Data Mining Clustering Example in SQL Server Analysis Services SSAS

By:   |   Updated: 2013-07-05   |   Comments (5)   |   Related: > Analysis Services Development


Problem

Where can one find a simple example utilizing the data mining clustering capabilities in SQL Server Analysis Services?

Solution

The solution presented here creates a two dimensional data table with clearly observable clusters. Next, this data is read into the clustering algorithm in SSAS where the clusters can be determined and then displayed.

The first step is to create a table and load it with data using the T-SQL sample below.

CREATE TABLE [dbo].[tblClusterExample](
    pkClusterExample int identity (1,1) primary key,
 [AttributeX] [decimal](18, 4) NOT NULL,
 [AttributeY] [decimal](18, 4) NOT NULL
) ON [PRIMARY]
GO
insert into dbo.tblClusterExample values (rand()/10 +0.8, rand()/10 +0.8)
insert into dbo.tblClusterExample values (rand()/10 +0.2, rand()/10 +0.8)
insert into dbo.tblClusterExample values (rand()/10 +0.2, rand()/10 +0.2)
insert into dbo.tblClusterExample values (rand()/10 +0.8, rand()/10 +0.2)
go 10000
select top 10 * from dbo.tblClusterExample

The output from the T-SQL code is shown below. This data will be used as the input for the data mining algorithm.

The output from the T-SQL code i

The image below is a plot made from sampling 100 points generated by the T-SQL code above. The four clusters are clearly defined in the corners of the plot.

a plot made from sampling 100 points generated by the T-SQL code

In Visual Studio, create a new Analysis Services Multidimensional and Data Mining Project. In this tip, we will name the project ClusteringExample. Click on OK when finished with the New Project window.

 create a new Analysis Services Multidimensional and Data Mining Project

In the Solution Explorer window, right-click on the Data Sources folder and choose "New Data Source..." to initiate the Data Source Wizard. Click on "Next".

right-click on the Data Sources folder and choose "New Data Source..."

Choose your data connection, if one exists. If a Data connection does not exist, click on "New..." to create a new data connection. In this example, we are using a connection to the Tips database on the localhost. Click on "Next".

If a Data connection does not exist, click on "New..."

On the Impersonation Information screen, click on "Use a specific Windows user name and password." Enter your username and password. Click on "Next".

Enter your username and password. Click on "Next ".

On the Completing the Wizard screen, the data source name can be changed if desired. Click on "Finish".

the data source name can be changed if desired.

In the Solution Explorer window, right-click on the Data Source Views folder and choose "New Data Source View..." to launch the Data Source View Wizard. Click on "Next".

choose "New Data Source View..."

On the Select a Data Source page in the Relational data sources window, select the data source we created in the above step. Click on "Next".

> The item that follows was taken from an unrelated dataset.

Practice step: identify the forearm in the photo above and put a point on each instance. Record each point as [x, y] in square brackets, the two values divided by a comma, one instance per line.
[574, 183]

select the data source we created

On the Name Matching page, check the box for "Create logical relationships by matching columns." In the Foreign key matches box, press the "Same name as primary key" button. Click on "Next".

In the Foreign key matches box, press the "Same name as primary key" button.

On the Select Tables and Views page, move tblClusterExample from the Available Objects box to the Included object box by selecting tblClusterExample in the Available objects box and then clicking on the ">" box. Click on "Next".

On the Select Tables and Views page, move tblClusterExample from the Available Objects box

On the Completing the Wizard page, give the Data Source View a name and click on "Finish".

give the Data Source View a name and click on "Finish"

The Solution Explorer should appear as it does below with one Data Source and one Data Source View defined.

The Solution Explorer should appear as it does below with one Data Source and one Data Source View defined.

In the Solution Explorer window, right-click on the Mining Structures folder and choose "New Mining Structure..." to launch the Data Mining Wizard. Click on "Next".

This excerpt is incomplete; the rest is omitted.